I just came back from visiting my daughter Sophie, who moved out a short time ago into her own cool, little abode with roommates just north of the university. She's got the flu (or maybe just a cold) right now and it felt good to take her some soup, a few groceries, give her a hug, and hang out on her bed gabbing (while internally blessing my immune system to do its mighty job).
You've got to make an effort to stay connected to them, because life rearranges itself to fill up any empty spaces with busyness and details and new problems and responsibilities, and next thing you know, it's been days since you've last really talked!

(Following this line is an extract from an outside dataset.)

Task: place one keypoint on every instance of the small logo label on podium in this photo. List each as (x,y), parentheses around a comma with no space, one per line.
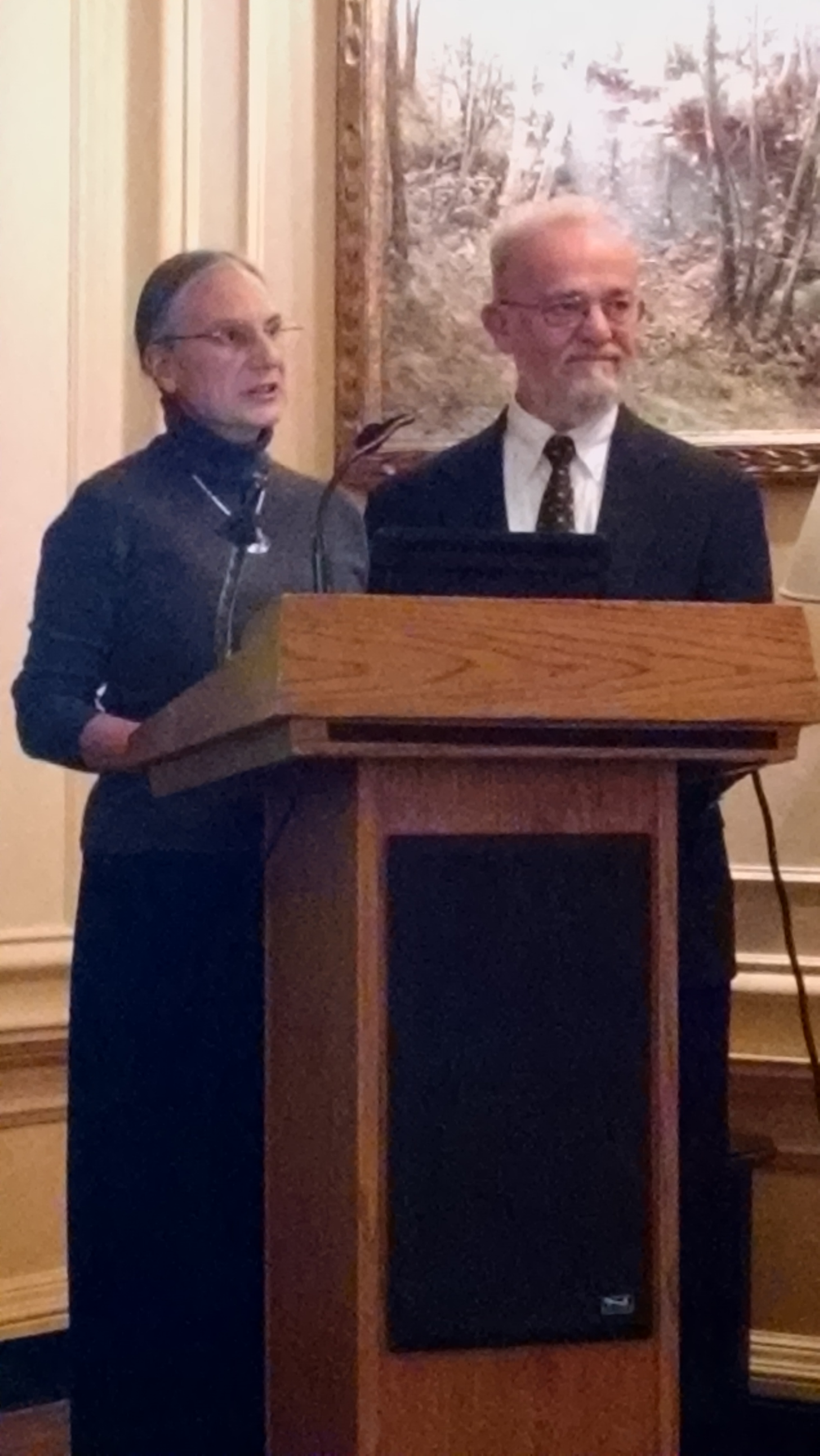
(620,1305)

We all know what that's like when it happens with the children or partner or friends in our lives — and it's actually not any different with these dual-family relationships either. David and Carol were in Germany recently for almost a month visiting relatives. And because of one technical issue or another, we never were able to talk on the phone or by skype the entire time, which was weird.
For no good reason, a part of me starting thinking, is one of them mad at me? Is anything the matter? And irrationally, part of me also started feeling annoyed, like, fine! hmph!
Totally groundless reactions, but that's what our little hamster brains do in the absence of information sometimes, doesn't it?
When Carol came back a week early to teach a workshop, I made a note of her return, forgot to call her to check in, and then began to notice, hey — she hasn't called me either!
Stupid stuff. Because really, the poor woman was totally jet-lagged and hopped straight into teaching a three-day, all-day painting workshop and was actually out of her mind with fatigue, so it's not like the very first thing she's going to do is call me!
And why hadn't I picked up the phone either?
When we finally did talk, it was wonderful to catch up and we were both clearly happy and excited to do so. I'd missed her!
Same thing with David….
They came over one evening and we all hung out, slouched on the couches in the living room; talking about their trip, laughing, the latest things on our minds with life and romance and the girls and what Jacob (their 4 year old son) thought of Germany. Time flew by until we all realized it was late and they had a long car ride home, so we hugged good-bye.
It was soooo good to connect with people I love and care about. They're my family! It may sound bizarre to people who are also in divorced situations, but David and Carol are actually two of my closest friends and I know they feel the same way.
The combination of time and distance in a relationship can lend itself to imagined problems where there are none, even with people you're close to.
So why in the world do our minds do this?!
Is it just a function of general neurosis?
Or are we trying to protect ourselves against any potential problems, so we can head them off at the pass?
What do you think?
If you're working on improving your relationship with the mom or stepmom, check and see if this dynamic might be at work…. If so, that's actually a good thing, because it's one extra burden you get to shrug off and simply toss to the ground.
What a relief.
Wishing you strong connections and a happy family life!